Dear all,

Ramin_M_ · ‎08-07-2013

Hello,

Using Vtune Amplifier concurrency analysis on an example code of dgemm (link here), the overhead and spin time surprisingly covered almost 100% of the CPU usage bar! (reported here). I tried VTune concurrency profiling tool for sparse matrix by vector multiplication kernel mkl_dcsrsymv as well, and similar result was obtained. Since in the examples mentioned here, a very high performance is achieved, the large overhead reported seems irrelevant. I initially asked for an explanation in VTune Amplifier forum (here) and I was advised to ask the question in this forum.

Do you have any explanation for the large overhead and spin time?

Cheers,

note: Vtune Amplifier update 11, Intel Composer XE 2013 are used.

SergeyKostrov · ‎08-08-2013

>>...Do you have any explanation for the large overhead and spin time? It would be nice to see a VTune screenshot. Also, details about your hardware, platform, MKL version, etc are needed. It is really hard to explain what is going on with your tests.

SergeyKostrov · ‎08-08-2013

Here is a quote from your another post: >>...CPU usage histogram shows almost zero usage!.. Almost zero CPU usage could be in cases when I/O requests, for example data are read from VM paging file, are Not completed.

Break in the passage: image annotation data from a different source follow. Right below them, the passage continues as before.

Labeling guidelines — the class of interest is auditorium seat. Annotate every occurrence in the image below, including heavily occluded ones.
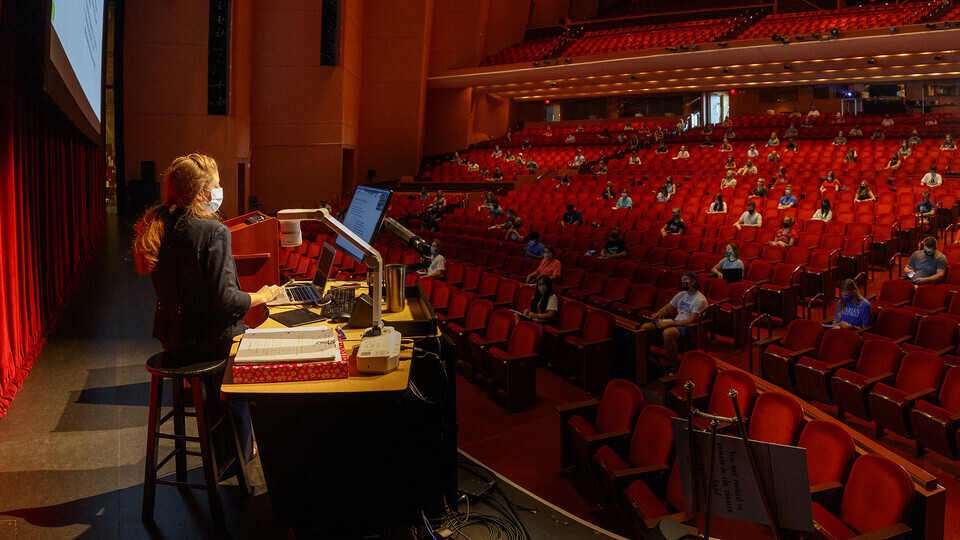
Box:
[867,351,946,439]
[794,328,863,404]
[556,379,646,469]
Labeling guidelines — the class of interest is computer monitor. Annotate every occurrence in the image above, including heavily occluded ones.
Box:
[334,186,393,263]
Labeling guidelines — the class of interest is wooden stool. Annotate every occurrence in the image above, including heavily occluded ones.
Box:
[140,352,249,534]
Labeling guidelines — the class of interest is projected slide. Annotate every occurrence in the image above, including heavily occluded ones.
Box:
[45,0,104,139]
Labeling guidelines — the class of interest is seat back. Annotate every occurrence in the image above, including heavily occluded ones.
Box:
[507,321,543,356]
[839,454,914,534]
[894,351,946,394]
[627,404,677,467]
[877,279,917,304]
[484,308,517,341]
[594,379,644,433]
[817,328,863,364]
[747,392,803,445]
[780,319,823,351]
[707,369,757,417]
[797,419,856,486]
[463,299,493,328]
[856,339,903,379]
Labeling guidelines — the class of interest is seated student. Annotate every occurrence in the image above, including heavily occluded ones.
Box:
[711,243,743,283]
[884,154,902,169]
[750,178,767,197]
[940,133,957,150]
[737,159,757,175]
[920,165,943,187]
[523,231,545,260]
[640,272,707,374]
[903,236,947,285]
[421,240,447,279]
[777,185,797,210]
[523,276,557,324]
[820,171,840,193]
[660,208,687,236]
[767,216,799,247]
[525,246,560,283]
[853,180,877,203]
[810,199,833,222]
[707,193,727,214]
[598,227,627,259]
[916,189,936,225]
[720,173,737,189]
[560,203,583,225]
[830,279,873,331]
[733,201,763,229]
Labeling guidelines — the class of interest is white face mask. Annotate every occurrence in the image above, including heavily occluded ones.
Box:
[203,188,223,213]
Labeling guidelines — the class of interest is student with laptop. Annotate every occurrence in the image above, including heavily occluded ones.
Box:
[133,154,280,460]
[713,244,743,283]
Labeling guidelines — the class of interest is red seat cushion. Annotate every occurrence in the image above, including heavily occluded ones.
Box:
[813,503,857,538]
[567,414,597,438]
[624,480,670,519]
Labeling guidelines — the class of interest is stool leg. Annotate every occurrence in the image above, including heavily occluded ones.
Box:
[170,377,187,482]
[190,377,227,535]
[140,375,163,523]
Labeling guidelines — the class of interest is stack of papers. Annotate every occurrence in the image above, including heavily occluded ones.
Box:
[233,326,340,366]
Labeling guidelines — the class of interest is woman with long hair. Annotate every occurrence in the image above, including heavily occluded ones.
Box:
[523,276,557,324]
[833,279,873,330]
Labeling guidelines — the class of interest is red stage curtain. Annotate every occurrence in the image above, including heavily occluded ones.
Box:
[0,0,105,417]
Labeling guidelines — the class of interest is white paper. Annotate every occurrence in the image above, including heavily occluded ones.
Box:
[233,326,337,365]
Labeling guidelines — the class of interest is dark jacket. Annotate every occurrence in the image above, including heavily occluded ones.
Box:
[151,209,250,350]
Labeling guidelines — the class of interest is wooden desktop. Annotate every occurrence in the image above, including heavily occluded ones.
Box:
[221,284,456,533]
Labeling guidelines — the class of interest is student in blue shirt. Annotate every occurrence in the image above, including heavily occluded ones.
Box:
[833,279,872,330]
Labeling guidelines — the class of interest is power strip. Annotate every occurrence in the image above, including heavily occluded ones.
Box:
[357,326,400,373]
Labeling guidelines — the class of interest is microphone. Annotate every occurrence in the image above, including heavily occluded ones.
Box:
[383,218,433,259]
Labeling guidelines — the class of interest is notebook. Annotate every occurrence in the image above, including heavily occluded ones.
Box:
[267,244,337,306]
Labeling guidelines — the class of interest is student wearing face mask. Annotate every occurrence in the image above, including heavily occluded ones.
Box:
[903,236,947,285]
[810,199,833,223]
[767,216,799,247]
[831,279,873,330]
[640,272,707,373]
[600,227,627,259]
[525,246,560,283]
[777,185,797,210]
[523,276,557,324]
[133,154,280,460]
[711,244,743,283]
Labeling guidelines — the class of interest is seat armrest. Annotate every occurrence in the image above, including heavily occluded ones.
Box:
[555,399,600,420]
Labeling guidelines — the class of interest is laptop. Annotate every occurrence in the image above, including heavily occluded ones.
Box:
[267,244,337,306]
[721,268,743,283]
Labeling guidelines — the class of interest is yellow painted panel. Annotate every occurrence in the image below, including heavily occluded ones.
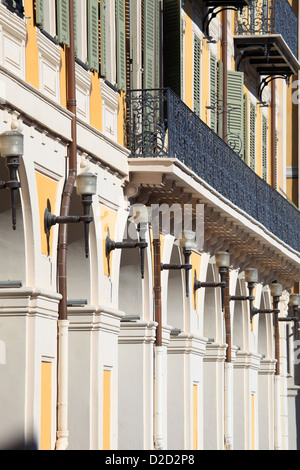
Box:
[103,370,111,450]
[185,0,193,109]
[100,204,117,276]
[118,91,125,145]
[90,73,102,131]
[35,171,57,255]
[191,253,201,310]
[24,0,40,89]
[40,362,52,450]
[251,393,255,450]
[201,41,210,125]
[59,47,67,108]
[193,384,198,450]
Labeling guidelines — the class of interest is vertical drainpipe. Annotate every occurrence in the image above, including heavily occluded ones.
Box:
[222,10,228,141]
[56,0,77,450]
[222,10,233,450]
[270,81,276,189]
[153,234,163,450]
[274,313,281,450]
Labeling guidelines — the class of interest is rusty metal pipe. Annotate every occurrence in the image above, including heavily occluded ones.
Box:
[58,0,77,320]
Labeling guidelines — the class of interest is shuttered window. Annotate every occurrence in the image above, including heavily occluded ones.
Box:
[193,35,201,117]
[56,0,70,46]
[87,0,99,72]
[163,0,183,97]
[116,0,126,91]
[217,60,223,138]
[35,0,45,29]
[99,0,107,77]
[249,103,256,171]
[261,116,268,181]
[274,130,278,190]
[227,71,244,157]
[2,0,24,17]
[209,54,217,132]
[143,0,160,88]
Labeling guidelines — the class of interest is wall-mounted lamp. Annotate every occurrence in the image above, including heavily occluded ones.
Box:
[44,171,97,258]
[194,251,230,310]
[278,294,300,339]
[105,212,149,279]
[0,131,24,230]
[230,268,283,323]
[160,230,196,297]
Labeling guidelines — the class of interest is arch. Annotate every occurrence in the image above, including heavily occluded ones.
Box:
[232,279,244,349]
[119,222,146,318]
[167,244,185,331]
[67,192,91,303]
[0,158,26,284]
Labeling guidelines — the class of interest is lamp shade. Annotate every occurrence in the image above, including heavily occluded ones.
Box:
[245,268,258,283]
[270,282,283,297]
[132,205,152,224]
[215,251,230,268]
[76,171,97,196]
[0,131,24,157]
[289,294,300,307]
[179,230,196,250]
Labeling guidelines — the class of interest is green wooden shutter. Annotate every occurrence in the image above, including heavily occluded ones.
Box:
[116,0,126,91]
[87,0,99,72]
[143,0,155,88]
[35,0,45,29]
[56,0,70,46]
[261,116,268,181]
[155,0,161,88]
[163,0,182,97]
[274,129,278,190]
[249,102,256,171]
[209,54,218,132]
[193,35,201,117]
[100,0,107,77]
[216,60,223,138]
[227,71,244,157]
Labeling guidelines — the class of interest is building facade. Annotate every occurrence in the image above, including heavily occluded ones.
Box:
[0,0,300,451]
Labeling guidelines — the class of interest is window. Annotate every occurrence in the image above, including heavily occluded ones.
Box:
[261,116,268,181]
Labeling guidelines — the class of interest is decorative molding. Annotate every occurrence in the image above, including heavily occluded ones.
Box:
[0,3,27,79]
[100,80,119,142]
[36,29,61,103]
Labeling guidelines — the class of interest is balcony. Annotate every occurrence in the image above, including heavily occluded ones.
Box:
[126,89,300,252]
[234,0,299,76]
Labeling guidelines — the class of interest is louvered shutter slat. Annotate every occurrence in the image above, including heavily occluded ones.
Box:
[163,0,182,96]
[193,35,201,117]
[88,0,99,72]
[249,103,256,171]
[262,116,268,181]
[57,0,70,46]
[35,0,45,29]
[227,71,244,157]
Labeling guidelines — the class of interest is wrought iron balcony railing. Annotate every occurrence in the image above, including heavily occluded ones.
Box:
[126,89,300,252]
[236,0,298,57]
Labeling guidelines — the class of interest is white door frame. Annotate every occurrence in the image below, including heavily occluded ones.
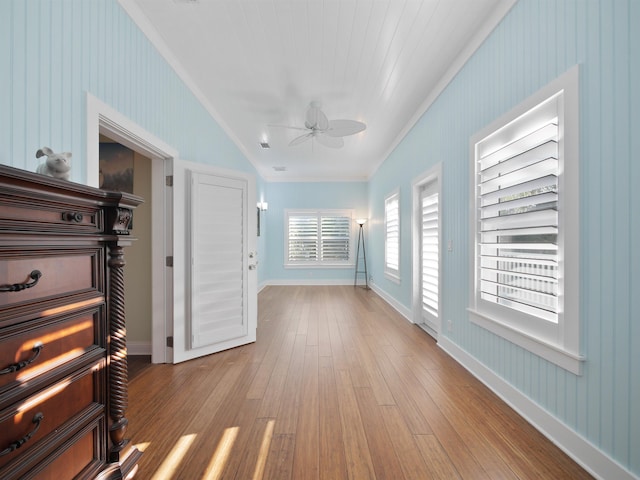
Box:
[172,160,258,363]
[411,162,442,340]
[86,92,178,363]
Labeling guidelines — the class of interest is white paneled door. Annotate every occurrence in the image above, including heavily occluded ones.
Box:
[173,162,257,363]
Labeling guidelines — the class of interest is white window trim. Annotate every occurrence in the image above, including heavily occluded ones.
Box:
[468,65,584,375]
[411,162,443,340]
[284,209,355,269]
[384,188,402,284]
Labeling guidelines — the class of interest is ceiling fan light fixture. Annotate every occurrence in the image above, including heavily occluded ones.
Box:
[270,102,367,148]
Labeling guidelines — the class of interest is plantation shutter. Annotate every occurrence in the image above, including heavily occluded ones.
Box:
[320,216,351,262]
[478,118,559,323]
[288,215,319,262]
[384,194,400,273]
[421,184,440,318]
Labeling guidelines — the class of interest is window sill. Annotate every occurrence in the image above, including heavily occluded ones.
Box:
[384,272,400,285]
[467,308,585,376]
[284,263,355,269]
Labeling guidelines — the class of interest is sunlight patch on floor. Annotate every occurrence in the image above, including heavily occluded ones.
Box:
[252,420,276,480]
[202,427,239,480]
[152,433,197,480]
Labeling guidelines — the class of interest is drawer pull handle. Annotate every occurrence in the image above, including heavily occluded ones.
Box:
[0,342,44,375]
[62,212,82,223]
[0,270,42,292]
[0,412,44,457]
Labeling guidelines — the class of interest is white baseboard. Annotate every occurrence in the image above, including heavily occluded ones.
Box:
[438,335,639,480]
[127,340,151,355]
[369,283,413,323]
[262,278,353,288]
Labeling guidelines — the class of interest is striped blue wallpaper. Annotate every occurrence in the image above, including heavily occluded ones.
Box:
[0,0,255,182]
[369,0,640,475]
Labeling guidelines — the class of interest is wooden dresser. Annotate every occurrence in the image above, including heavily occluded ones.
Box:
[0,165,142,480]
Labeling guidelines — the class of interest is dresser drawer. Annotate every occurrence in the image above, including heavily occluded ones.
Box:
[0,304,105,398]
[0,195,104,233]
[0,414,106,480]
[0,247,104,321]
[0,361,104,468]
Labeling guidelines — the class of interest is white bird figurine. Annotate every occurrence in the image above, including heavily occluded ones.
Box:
[36,147,71,180]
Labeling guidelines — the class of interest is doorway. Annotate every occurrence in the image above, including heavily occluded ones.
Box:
[99,135,152,362]
[86,93,178,363]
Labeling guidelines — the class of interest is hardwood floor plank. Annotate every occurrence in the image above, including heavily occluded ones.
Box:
[380,405,429,480]
[127,286,590,480]
[318,357,348,480]
[275,335,306,434]
[415,435,460,480]
[262,435,295,480]
[293,346,320,480]
[355,388,403,480]
[335,370,376,480]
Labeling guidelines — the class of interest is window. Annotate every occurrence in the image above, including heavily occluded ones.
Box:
[420,182,440,321]
[384,191,400,281]
[470,69,582,373]
[285,210,353,267]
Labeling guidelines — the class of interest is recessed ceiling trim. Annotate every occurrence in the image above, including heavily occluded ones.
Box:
[367,0,518,179]
[118,0,260,171]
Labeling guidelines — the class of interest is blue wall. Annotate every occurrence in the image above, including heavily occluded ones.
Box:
[369,0,640,475]
[260,182,368,284]
[0,0,255,183]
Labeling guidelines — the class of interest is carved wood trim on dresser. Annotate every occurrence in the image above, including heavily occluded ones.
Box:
[0,165,142,480]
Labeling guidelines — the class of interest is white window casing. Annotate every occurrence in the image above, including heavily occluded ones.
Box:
[384,190,400,282]
[420,182,440,319]
[469,66,583,374]
[284,210,354,268]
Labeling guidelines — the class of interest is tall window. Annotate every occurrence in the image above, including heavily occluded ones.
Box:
[471,66,581,373]
[384,191,400,280]
[420,182,440,320]
[285,210,353,267]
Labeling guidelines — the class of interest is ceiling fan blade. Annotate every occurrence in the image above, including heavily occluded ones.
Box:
[289,132,313,147]
[315,135,344,148]
[267,124,307,130]
[324,120,367,137]
[304,104,329,130]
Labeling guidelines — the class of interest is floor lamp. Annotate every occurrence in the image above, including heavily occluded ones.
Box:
[353,218,369,290]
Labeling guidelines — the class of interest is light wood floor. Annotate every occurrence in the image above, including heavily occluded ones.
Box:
[127,286,591,480]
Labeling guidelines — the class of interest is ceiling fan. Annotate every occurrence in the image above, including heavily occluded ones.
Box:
[270,102,367,148]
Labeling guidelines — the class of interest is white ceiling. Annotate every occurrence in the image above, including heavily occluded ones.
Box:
[120,0,516,181]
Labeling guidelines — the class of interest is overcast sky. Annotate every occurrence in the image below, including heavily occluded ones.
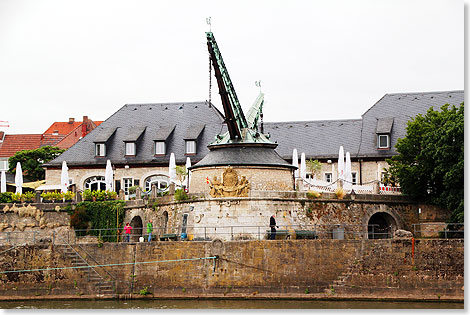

SergeyKostrov · ‎08-08-2013

>>...It would be nice to see a VTune screenshot... I saw the screenshot. My questions are still the same - more technical details are needed. You even did not tell us how big are dense matricies and how much physical and virtual memory your system has.

Ramin_M_ · ‎08-09-2013

Hi Sergey, thanks for the reply. The RAM and virtual memory are 64 GB each with a Xeon E5-1650 processor, Hyperthreading disabled. OS Windows 7. MKL Composer XE 2013. For the dense matrix multiplication, the screenshot is for matrix A (2000x200) and B(200x1000) in a for loop repeated for 200 times, getting an average time of 10 msec per multiplication. Once again I'd like to emphasize the GFLOPS I achieve is pretty high, but the profiling results are questionable. For case of sparse matrix by dense vector multiplication, the matrix size is about 300kx300k. Almost 100% overhead and close to zero usage for CPU is consistent in all the test cases, with different sizes.

Ramin_M_ · ‎08-09-2013

Almost zero CPU usage could be in cases when I/O requests

Good point, but I ran the tests, pausing profiling for I/O operations and resuming for computational kernels and yet I got close to zero CPU usage, which does not make sense!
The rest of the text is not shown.